Dua

2.2K 206 34
                                    

Hari ini, entah kenapa Selin merasa semua bebannya menghilang. Hanya dengan sebuah makan malam yang dijanjikan orangtuanya. Mungkin Selin sangat merindukan moment ini. Moment dimana mereka menghabiskan waktu diluar, berbagi cerita keseharian masing-masing, sampai memberi nasehat pada Selin, dan canda tawa dengan orangtuanya.

Selama ini selin selalu iri dengan teman-temannya yang selalu menghabiskan waktu dengan keluarganya. Selin yang kecukupan secara materi ternyata sangat kurang dalam hal kasih sayang.

Selin mengambil ponselnya, berpura-pura memikirkan sebuah nama dari kontak yang akan ia hubungi. Meskipun pada akirnya, nama Salwa lah yang menjadi tujuannya.

Berdiri dibelakang Selin dengan tangan yang ia kaitkan dibelakang tubuh---memiringkan kepala untuk menatap Selin dari samping. "Good morning." sapanya dengan senyum cerah diwajahnya.

Selin terlonjak, "Lihatlah aku sedang apa. Jangan mengagetkanku." ucapnya yang hampir saja melempar ponsel.

"Maafkan aku, tapi kupikir kapanpun itu kamu akan terkejut. Jadi biasakanlah dirimu." katanya.

"Entahlah, lebih baik jangan ganggu aku hari ini. Mood-ku sedang baik, aku tidak mau diganggu." ucap Selin tanpa menoleh sedikitpun, sebab fokusnya saat ini adalah menunggu sambungannya terhubung.

Merasa diabaikan suasana hatinya tiba-tiba memburuk, senyum cerah yang sedari tadi ingin ia perlihatkan pada Selin hilang saat itu juga. bagaimana bisa? Hanya dengan ucapan seperti itu dari Selin membuat hatinya sakit. Tapi, Entah kenapa Selin juga merasa bersalah sudah mengatakan kalimatnya.

Menggelengkan kepala seolah membuang semua pikiran buruknya, "Abaikan! Telepon Salwa sekarang lebih penting." ucapnya mengalihkan pikiran.

Satu panggilan terlewat begitu saja, Selin mencoba kedua kalinya. Namun sudah dua panggilan belum juga diangkat, ternyata hal seperti itu juga bisa menguras kesabarannya.

"Sabar Sel, niatmu sudah baik." ucap Selin menenangkan dirinya sendiri.

Barulah dipanggilan ketiga Salwa mengangkat panggilannya.

Selin menarik nafasnya dalam sembari melihat detik dibawah nama Salwa yang terus berubah---menandakan panggilan terhubung. "Yak!" sapa Selin kesal.

"Setan!" umpat Salwa.

"Aku baru bangun Sel, baru bangun! Sedikit saja gunakan belas kasihanmu. Telingaku pengang mendengar suara jelekmu itu." protes Salwa di sebrang sana dengan suara khas bangun tidurnya.

Selin terkikik geli membayangkan raut kesal Salwa, "Jam 10 ikut aku ke mall.
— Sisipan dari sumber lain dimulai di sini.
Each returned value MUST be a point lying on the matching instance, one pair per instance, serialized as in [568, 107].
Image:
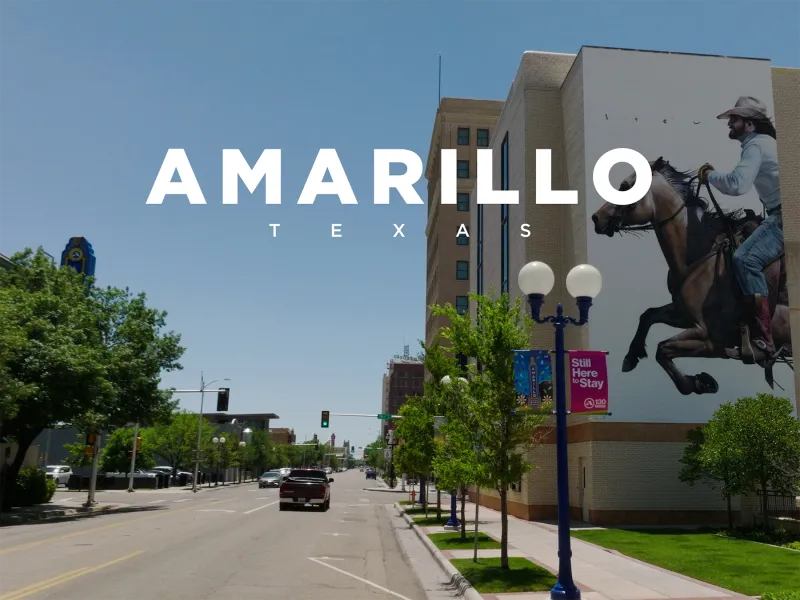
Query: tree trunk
[730, 512]
[12, 470]
[463, 513]
[504, 528]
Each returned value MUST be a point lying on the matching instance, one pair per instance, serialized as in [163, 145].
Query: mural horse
[697, 242]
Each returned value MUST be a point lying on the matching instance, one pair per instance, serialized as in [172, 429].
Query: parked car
[306, 486]
[59, 473]
[269, 479]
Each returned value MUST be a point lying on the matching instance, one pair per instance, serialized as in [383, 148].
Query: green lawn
[738, 565]
[453, 541]
[488, 578]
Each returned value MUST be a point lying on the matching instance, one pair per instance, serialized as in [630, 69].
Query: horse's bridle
[621, 211]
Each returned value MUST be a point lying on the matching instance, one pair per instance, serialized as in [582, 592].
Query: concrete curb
[46, 515]
[457, 580]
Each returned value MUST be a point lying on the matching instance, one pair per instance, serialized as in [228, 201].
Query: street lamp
[584, 282]
[216, 441]
[453, 520]
[203, 386]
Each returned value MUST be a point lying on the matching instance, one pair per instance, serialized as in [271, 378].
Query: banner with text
[588, 382]
[533, 377]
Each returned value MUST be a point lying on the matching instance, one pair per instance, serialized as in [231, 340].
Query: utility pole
[199, 434]
[133, 457]
[90, 501]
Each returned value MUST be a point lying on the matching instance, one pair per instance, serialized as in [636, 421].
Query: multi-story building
[403, 378]
[281, 435]
[465, 126]
[623, 466]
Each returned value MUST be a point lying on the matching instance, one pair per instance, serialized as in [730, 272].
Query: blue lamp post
[584, 282]
[453, 520]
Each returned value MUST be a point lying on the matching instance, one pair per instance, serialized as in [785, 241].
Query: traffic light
[222, 399]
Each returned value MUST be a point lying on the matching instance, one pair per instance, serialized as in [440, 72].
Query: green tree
[176, 441]
[505, 433]
[87, 356]
[114, 455]
[715, 466]
[764, 437]
[52, 358]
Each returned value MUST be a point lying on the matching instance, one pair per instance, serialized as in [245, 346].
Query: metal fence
[779, 506]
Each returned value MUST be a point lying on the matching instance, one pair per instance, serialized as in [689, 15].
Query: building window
[462, 270]
[479, 273]
[504, 238]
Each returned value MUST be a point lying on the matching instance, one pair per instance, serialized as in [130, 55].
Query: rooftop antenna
[440, 79]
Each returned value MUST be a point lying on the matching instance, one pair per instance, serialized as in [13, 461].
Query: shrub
[32, 487]
[785, 595]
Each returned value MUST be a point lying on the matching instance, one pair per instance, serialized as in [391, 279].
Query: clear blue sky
[94, 94]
Tidak menerima penolakan." ucap Selin yang menghiraukan protes Salwa.

"Ngapain? Aku--"

"Udah dulu, nanti jam 10 aku kerumah. Ingat! Tidak ada penolakan, Bye!" ucap Selin memotong ucapan Salwa dan mengakhiri panggilannya sepihak.

Melihat jam dindingnya menunjuk angka delapan. Selin memilih mandi terlebih dulu baru menemui Mamanya untuk sarapan.

Selesai mandi, Selin menuju ruang makan yang ada di lantai satu.
Menarik kursi yang akan ia duduki, "Pagi Ma! Papa sudah berangkat?" sapa Selin setelah mendudukan dirinya.

"Pagi sayang, yang pasti sudah." sapa Sania yang sedang sibuk membuatkan susu kesukaan putrinya.

"Selin kangen sarapan bareng." ucap Selin sambil mengingat-ngingat kapan terakhir kali mereka sarapan bersama.

"Yaa...bagaimana, Papamu selalu berangkat pagi, sementara kau bangun jam 8. Nanti malam kau bisa bilang sendiri dengan Papamu." ucap Sania dengan meletakan gelas susu didepan Selin sembari mengusap rambut Selin.